Справедливым, потому что Балда была добра ко всем и неизменно приветлива. Она всегда рада была сделать что-то такое, от чего другим стало бы хорошо. Ведь и радиолу свою она выставляла летними вечерами на подоконник для нас, только для нас. Сама никогда танцевать не выходила, зная, что никто ее не пригласит, и лишь, навалившись худенькой, плоской грудью на подоконник, смотрела, как мы шаркаем по асфальту под ее Козина, Шульженко и Утесова. Вечер плыл над двором, темнея, фигуры танцующих были рядом и вместе с тем так далеко, и одуряюще сладко пахло маттиолой и ночной фиалкой от клумбы, которую мы сами разбили, натаскав земли.
Ах, эти летние дальние вечера, медленно меркнущий свет вечерней зари над трансформаторной будкой в углу двора, сладкий запах цветов, скользящее, плавное движение пар, коготок танго в молодом сердце! «Утомленное солнце нежно с морем прощалось, в этот час ты призналась, что нет любви». Неправда, любовь была, возрождалась каждый вечер и шаманила, колдовала во дворе под звуки Валькиной радиолы, обещая каждому долгую счастливую жизнь, полную встреч, радостей и неразменной, нескудеющей молодости. Как щедры мы сердцем в юности, как, не задумываясь о дне завтрашнем, размашисто и щедро жжем-прожигаем сегодняшнее, и каким безответным ауканьем отзывается оно потом в наших душах, когда ушло, сгинуло безвозвратно!
Тополя во дворе глухо шелестели темной, тяжелой листвой, прозрачно-синий вечер, густея, уходил в ночь, летнюю, теплую московскую ночь, пахнущую газонной травой, цветами, нагревшимся за день пыльным асфальтом, и Валькина радиола все пела, все сулила и обещала.
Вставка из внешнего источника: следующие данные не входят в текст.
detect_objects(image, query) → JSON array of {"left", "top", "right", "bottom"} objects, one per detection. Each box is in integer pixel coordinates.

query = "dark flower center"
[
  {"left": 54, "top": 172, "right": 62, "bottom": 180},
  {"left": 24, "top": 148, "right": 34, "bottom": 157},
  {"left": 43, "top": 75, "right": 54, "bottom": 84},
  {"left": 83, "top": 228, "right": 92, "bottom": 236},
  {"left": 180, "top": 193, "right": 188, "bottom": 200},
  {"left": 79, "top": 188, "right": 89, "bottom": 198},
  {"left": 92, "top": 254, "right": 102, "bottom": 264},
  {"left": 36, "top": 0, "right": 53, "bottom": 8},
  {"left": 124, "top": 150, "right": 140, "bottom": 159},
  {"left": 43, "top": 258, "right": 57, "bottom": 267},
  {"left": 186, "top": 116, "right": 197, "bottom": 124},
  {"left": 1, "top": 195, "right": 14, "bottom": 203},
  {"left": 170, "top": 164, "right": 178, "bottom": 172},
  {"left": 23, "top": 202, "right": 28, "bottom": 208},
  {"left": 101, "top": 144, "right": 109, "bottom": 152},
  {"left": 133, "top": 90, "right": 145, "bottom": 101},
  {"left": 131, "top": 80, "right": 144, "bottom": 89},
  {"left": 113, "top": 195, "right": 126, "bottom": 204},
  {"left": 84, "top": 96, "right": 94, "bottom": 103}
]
Стоило выйти на Зубовский, покинув наш обжитой танцевальный пятачок, пройти сквозь старую темную арку, и ты оказывался в привычной вечерней жизни бульвара. Неспешно шли мимо пары, тихо беседуя о чем-то своем; давно распушившиеся свежей листвой липы бросали на них под высокими чугунными фонарями узорчатую и сквозную, кружевную, как шаль, тень, и море было майских жуков. Они солидно, басовито гудели над головами, лёт их был деловит и тяжел, словно у груженых бомбардировщиков. Жуков было столько, что ничего не стоило сбить какого-нибудь кепкой, и тогда он щекотно шевелился в ладони, пытаясь освободиться, являя вдруг бело-кремовые нежные подкрылья. Давно уж нет, не видно больше майских жуков, и я как-то прочел в какой-то заметочке, что они вообще перевелись, исчезли как вид. Я и думать-то после о них забыл, начисто стерлось из памяти, но вот прочел – и так грустно и обидно стало, будто обокрали меня в чем-то невосполнимом. Ведь без майских жуков невозможно было и представить наш летний вечерний Зубовский бульвар, его привычную, знакомую до мелочей и такую далекую ныне жизнь!
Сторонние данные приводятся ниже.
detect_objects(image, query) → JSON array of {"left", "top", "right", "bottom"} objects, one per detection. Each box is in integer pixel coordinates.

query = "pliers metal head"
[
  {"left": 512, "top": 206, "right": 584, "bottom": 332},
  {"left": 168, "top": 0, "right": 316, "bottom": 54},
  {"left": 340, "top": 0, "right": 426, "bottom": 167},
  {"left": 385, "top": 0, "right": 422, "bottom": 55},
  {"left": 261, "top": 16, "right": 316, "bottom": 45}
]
Иногда танцы отменялись, потому что во двор неспешно входил с гитарой Гусь из соседнего дома. У Гуся был колдовской, завораживающий душу голос, чистый высокий тенор, прозрачный, свободно льющийся, никогда не сбивающийся на фальцет. Гусь выходил, устраивался на лавочке возле стола для пинг-понга (тогда никто не говорил «настольный теннис»), и тут же, мгновенно окружала его тесная толпа слушателей, почитателей. Первые аккорды всегда были тихи, вкрадчивы и осторожны – гитара Гуся словно привыкала заново к нашему двору, к темно-синему небу, вечерней чуткой тишине. Эти пробные, первые аккорды, неспешный перебор Гусем струн каждый раз задевали, волновали остро, и ты замирал, чувствуя, что словно окликнул кто-то тебя, близкий и любимый.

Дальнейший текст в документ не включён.